Алла, вопросительно подняла бровь, глядя на мужа.

— Я не хочу видеть его здесь, да и Лизе сейчас это не нужно. — Перевела дыхание, нетерпеливо сминая руки.

— Я убедил его больше не приходить.

— Это тогда, когда твой племянник буквально ломая двери, ворвался в ее палату? Никита, учти, если я вновь увижу его возле своей девочки, я сделаю все, что бы он на метр к ней не приближался. — Алла встала, крупными шагами измеряя площадь палаты. Нервно расхаживая вдоль постели дочери, вновь бросила полон негодования взгляд на мужа.

— Что ты ему сказал?

— Ничего, что ты подумала. Андрею нечего знать, что Лиза… что ребенок вообще существовал. — Встретился с женой взглядом, видя вместо знакомой тихой женщины разъяренную тигрицу перед собой. — Он думает, что у нее как и в прошлый раз просто сдали нервы, ничего такого…

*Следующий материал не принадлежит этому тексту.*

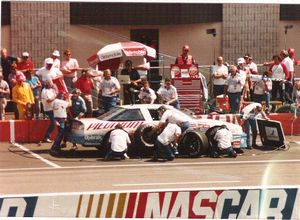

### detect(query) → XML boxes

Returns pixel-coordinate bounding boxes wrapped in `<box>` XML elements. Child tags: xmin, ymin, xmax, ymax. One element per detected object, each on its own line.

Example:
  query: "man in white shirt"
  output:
<box><xmin>61</xmin><ymin>49</ymin><xmax>79</xmax><ymax>91</ymax></box>
<box><xmin>41</xmin><ymin>80</ymin><xmax>57</xmax><ymax>143</ymax></box>
<box><xmin>224</xmin><ymin>66</ymin><xmax>245</xmax><ymax>114</ymax></box>
<box><xmin>139</xmin><ymin>81</ymin><xmax>157</xmax><ymax>104</ymax></box>
<box><xmin>212</xmin><ymin>56</ymin><xmax>228</xmax><ymax>97</ymax></box>
<box><xmin>153</xmin><ymin>122</ymin><xmax>181</xmax><ymax>161</ymax></box>
<box><xmin>50</xmin><ymin>93</ymin><xmax>71</xmax><ymax>156</ymax></box>
<box><xmin>99</xmin><ymin>69</ymin><xmax>121</xmax><ymax>112</ymax></box>
<box><xmin>104</xmin><ymin>124</ymin><xmax>131</xmax><ymax>161</ymax></box>
<box><xmin>157</xmin><ymin>78</ymin><xmax>180</xmax><ymax>109</ymax></box>
<box><xmin>36</xmin><ymin>58</ymin><xmax>62</xmax><ymax>84</ymax></box>
<box><xmin>211</xmin><ymin>125</ymin><xmax>237</xmax><ymax>158</ymax></box>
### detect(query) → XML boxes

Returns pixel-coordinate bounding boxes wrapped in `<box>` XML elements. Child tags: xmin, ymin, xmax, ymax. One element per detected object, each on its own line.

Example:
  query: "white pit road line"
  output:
<box><xmin>112</xmin><ymin>180</ymin><xmax>241</xmax><ymax>187</ymax></box>
<box><xmin>13</xmin><ymin>143</ymin><xmax>61</xmax><ymax>168</ymax></box>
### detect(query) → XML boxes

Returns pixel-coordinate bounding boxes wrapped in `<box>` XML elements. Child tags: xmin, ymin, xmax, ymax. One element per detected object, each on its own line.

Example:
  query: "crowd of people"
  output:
<box><xmin>0</xmin><ymin>45</ymin><xmax>300</xmax><ymax>158</ymax></box>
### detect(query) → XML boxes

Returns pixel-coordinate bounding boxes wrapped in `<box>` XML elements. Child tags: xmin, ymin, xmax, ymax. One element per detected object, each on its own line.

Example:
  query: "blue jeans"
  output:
<box><xmin>45</xmin><ymin>111</ymin><xmax>55</xmax><ymax>139</ymax></box>
<box><xmin>51</xmin><ymin>118</ymin><xmax>66</xmax><ymax>149</ymax></box>
<box><xmin>102</xmin><ymin>96</ymin><xmax>117</xmax><ymax>112</ymax></box>
<box><xmin>154</xmin><ymin>139</ymin><xmax>175</xmax><ymax>160</ymax></box>
<box><xmin>245</xmin><ymin>118</ymin><xmax>257</xmax><ymax>147</ymax></box>
<box><xmin>228</xmin><ymin>92</ymin><xmax>241</xmax><ymax>114</ymax></box>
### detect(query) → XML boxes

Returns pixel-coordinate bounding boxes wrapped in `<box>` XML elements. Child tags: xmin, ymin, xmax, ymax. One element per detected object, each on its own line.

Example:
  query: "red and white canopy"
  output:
<box><xmin>88</xmin><ymin>41</ymin><xmax>156</xmax><ymax>70</ymax></box>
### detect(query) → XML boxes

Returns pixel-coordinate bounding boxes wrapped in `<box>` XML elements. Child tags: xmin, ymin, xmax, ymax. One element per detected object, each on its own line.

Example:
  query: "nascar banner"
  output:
<box><xmin>0</xmin><ymin>186</ymin><xmax>300</xmax><ymax>219</ymax></box>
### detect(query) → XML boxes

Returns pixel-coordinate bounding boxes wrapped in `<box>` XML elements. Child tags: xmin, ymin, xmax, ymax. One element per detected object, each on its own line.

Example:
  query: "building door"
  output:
<box><xmin>130</xmin><ymin>29</ymin><xmax>161</xmax><ymax>87</ymax></box>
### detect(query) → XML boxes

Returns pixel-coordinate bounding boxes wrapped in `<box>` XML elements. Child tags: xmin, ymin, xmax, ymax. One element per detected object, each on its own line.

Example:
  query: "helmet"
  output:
<box><xmin>182</xmin><ymin>45</ymin><xmax>190</xmax><ymax>51</ymax></box>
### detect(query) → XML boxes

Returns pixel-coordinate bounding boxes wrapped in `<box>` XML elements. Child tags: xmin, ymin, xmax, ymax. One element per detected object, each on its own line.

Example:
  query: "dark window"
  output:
<box><xmin>0</xmin><ymin>2</ymin><xmax>10</xmax><ymax>25</ymax></box>
<box><xmin>70</xmin><ymin>2</ymin><xmax>222</xmax><ymax>25</ymax></box>
<box><xmin>280</xmin><ymin>5</ymin><xmax>300</xmax><ymax>21</ymax></box>
<box><xmin>110</xmin><ymin>109</ymin><xmax>145</xmax><ymax>121</ymax></box>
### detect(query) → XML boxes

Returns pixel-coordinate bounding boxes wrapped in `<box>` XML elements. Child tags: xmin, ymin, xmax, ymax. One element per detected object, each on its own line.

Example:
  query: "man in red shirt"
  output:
<box><xmin>175</xmin><ymin>45</ymin><xmax>195</xmax><ymax>65</ymax></box>
<box><xmin>75</xmin><ymin>70</ymin><xmax>94</xmax><ymax>117</ymax></box>
<box><xmin>17</xmin><ymin>52</ymin><xmax>34</xmax><ymax>75</ymax></box>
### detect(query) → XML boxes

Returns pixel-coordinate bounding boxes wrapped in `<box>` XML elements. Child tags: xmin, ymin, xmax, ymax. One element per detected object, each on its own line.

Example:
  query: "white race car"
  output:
<box><xmin>68</xmin><ymin>104</ymin><xmax>244</xmax><ymax>156</ymax></box>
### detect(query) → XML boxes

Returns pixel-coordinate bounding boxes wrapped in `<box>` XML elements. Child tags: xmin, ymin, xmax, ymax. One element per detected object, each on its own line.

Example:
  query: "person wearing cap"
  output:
<box><xmin>50</xmin><ymin>93</ymin><xmax>71</xmax><ymax>156</ymax></box>
<box><xmin>121</xmin><ymin>60</ymin><xmax>142</xmax><ymax>104</ymax></box>
<box><xmin>99</xmin><ymin>69</ymin><xmax>121</xmax><ymax>112</ymax></box>
<box><xmin>244</xmin><ymin>54</ymin><xmax>258</xmax><ymax>74</ymax></box>
<box><xmin>25</xmin><ymin>68</ymin><xmax>42</xmax><ymax>119</ymax></box>
<box><xmin>104</xmin><ymin>124</ymin><xmax>131</xmax><ymax>161</ymax></box>
<box><xmin>75</xmin><ymin>70</ymin><xmax>94</xmax><ymax>118</ymax></box>
<box><xmin>212</xmin><ymin>56</ymin><xmax>228</xmax><ymax>97</ymax></box>
<box><xmin>224</xmin><ymin>65</ymin><xmax>245</xmax><ymax>114</ymax></box>
<box><xmin>281</xmin><ymin>50</ymin><xmax>294</xmax><ymax>104</ymax></box>
<box><xmin>41</xmin><ymin>79</ymin><xmax>57</xmax><ymax>143</ymax></box>
<box><xmin>17</xmin><ymin>52</ymin><xmax>34</xmax><ymax>75</ymax></box>
<box><xmin>44</xmin><ymin>50</ymin><xmax>60</xmax><ymax>70</ymax></box>
<box><xmin>12</xmin><ymin>71</ymin><xmax>34</xmax><ymax>119</ymax></box>
<box><xmin>1</xmin><ymin>48</ymin><xmax>18</xmax><ymax>82</ymax></box>
<box><xmin>60</xmin><ymin>89</ymin><xmax>87</xmax><ymax>150</ymax></box>
<box><xmin>35</xmin><ymin>58</ymin><xmax>62</xmax><ymax>84</ymax></box>
<box><xmin>157</xmin><ymin>78</ymin><xmax>180</xmax><ymax>109</ymax></box>
<box><xmin>175</xmin><ymin>45</ymin><xmax>195</xmax><ymax>65</ymax></box>
<box><xmin>61</xmin><ymin>49</ymin><xmax>79</xmax><ymax>91</ymax></box>
<box><xmin>0</xmin><ymin>70</ymin><xmax>10</xmax><ymax>120</ymax></box>
<box><xmin>269</xmin><ymin>55</ymin><xmax>289</xmax><ymax>105</ymax></box>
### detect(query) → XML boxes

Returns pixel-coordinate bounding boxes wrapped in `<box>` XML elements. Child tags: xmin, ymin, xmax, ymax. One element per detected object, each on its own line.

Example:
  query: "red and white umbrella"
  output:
<box><xmin>87</xmin><ymin>41</ymin><xmax>156</xmax><ymax>70</ymax></box>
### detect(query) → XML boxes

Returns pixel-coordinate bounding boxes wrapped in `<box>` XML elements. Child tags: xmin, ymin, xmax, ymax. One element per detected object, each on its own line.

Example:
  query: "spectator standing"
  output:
<box><xmin>44</xmin><ymin>50</ymin><xmax>60</xmax><ymax>70</ymax></box>
<box><xmin>153</xmin><ymin>122</ymin><xmax>181</xmax><ymax>161</ymax></box>
<box><xmin>139</xmin><ymin>81</ymin><xmax>157</xmax><ymax>104</ymax></box>
<box><xmin>1</xmin><ymin>48</ymin><xmax>18</xmax><ymax>82</ymax></box>
<box><xmin>175</xmin><ymin>45</ymin><xmax>195</xmax><ymax>65</ymax></box>
<box><xmin>41</xmin><ymin>79</ymin><xmax>57</xmax><ymax>143</ymax></box>
<box><xmin>121</xmin><ymin>60</ymin><xmax>142</xmax><ymax>104</ymax></box>
<box><xmin>269</xmin><ymin>55</ymin><xmax>289</xmax><ymax>102</ymax></box>
<box><xmin>157</xmin><ymin>78</ymin><xmax>180</xmax><ymax>109</ymax></box>
<box><xmin>75</xmin><ymin>70</ymin><xmax>94</xmax><ymax>117</ymax></box>
<box><xmin>212</xmin><ymin>56</ymin><xmax>228</xmax><ymax>97</ymax></box>
<box><xmin>61</xmin><ymin>49</ymin><xmax>79</xmax><ymax>91</ymax></box>
<box><xmin>242</xmin><ymin>102</ymin><xmax>269</xmax><ymax>149</ymax></box>
<box><xmin>17</xmin><ymin>52</ymin><xmax>34</xmax><ymax>76</ymax></box>
<box><xmin>250</xmin><ymin>71</ymin><xmax>272</xmax><ymax>111</ymax></box>
<box><xmin>282</xmin><ymin>50</ymin><xmax>294</xmax><ymax>103</ymax></box>
<box><xmin>12</xmin><ymin>72</ymin><xmax>34</xmax><ymax>119</ymax></box>
<box><xmin>224</xmin><ymin>66</ymin><xmax>245</xmax><ymax>114</ymax></box>
<box><xmin>50</xmin><ymin>93</ymin><xmax>71</xmax><ymax>156</ymax></box>
<box><xmin>36</xmin><ymin>58</ymin><xmax>62</xmax><ymax>84</ymax></box>
<box><xmin>99</xmin><ymin>69</ymin><xmax>121</xmax><ymax>112</ymax></box>
<box><xmin>0</xmin><ymin>70</ymin><xmax>10</xmax><ymax>120</ymax></box>
<box><xmin>25</xmin><ymin>71</ymin><xmax>42</xmax><ymax>119</ymax></box>
<box><xmin>211</xmin><ymin>125</ymin><xmax>237</xmax><ymax>158</ymax></box>
<box><xmin>60</xmin><ymin>89</ymin><xmax>87</xmax><ymax>150</ymax></box>
<box><xmin>104</xmin><ymin>124</ymin><xmax>131</xmax><ymax>161</ymax></box>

— Прошлый раз! — Злобно перекривила Никиту, усаживаясь рядом. — Я прекрасно помню прошлый раз, когда не смотря на мое негодование, этот мужчина нагло ворвался в ее палату. Благо, Лизочка спала и не помнит его так называемого визита!

— Ты не права. Алл, Андрей ничего не знал, он никогда бы не сделал Лизе плохо.

— Он женат! — Гневно перебила мужа, украдкой взглянув на дочь, дабы та не услышала их перепалки. — Вот пусть и катиться к своей жене. А Лиза? Она должна забыть его имя. Забыть навсегда. — На мгновение Никите показалось, что сквозь обиду за дочь, в голосе жены прозвучало еще что-то, касающееся личной ее неприязни к его племяннику.

— Это я предложил ему жениться. — Жена удивленно вскинула светлую бровь, непонимающе глядя на мужчину. — Неужели не понимаешь, зачем? — Пристальный взгляд синих глаз, и Алла согласно кивнула.

— Но он видимо не сильно-то и сопротивлялся! — Ехидный тон, когда она вновь заговорила. — Конечно, твой племяш стало быть выиграл двойной джекпот. Отхватив себе набитого пачками зеленых дядю, теперь приобрел обеспеченную красавицу — жену!

— Андрею наплевать на мои деньги, он не такой человек и ты совершенно его не знаешь! — Нападки жены порядком поднадоели, и, пытаясь говорить шепотом, он лишь раздраженно прошипел последнее.

— А ты? Никит, как хорошо его знаешь ты?! Да без году неделю! Возможно, это очередной проходимец, который просто пытается наживиться!

— Мы сделала анализ. Он все подтвердил. — Безапелляционные фразы, брошенные в унисон сердцу. Алла напряглась, видимо до последнего не верив в родство мужа с молодым, так похожим на него мужчину, теперь медленно пыталась переосмыслить ситуацию.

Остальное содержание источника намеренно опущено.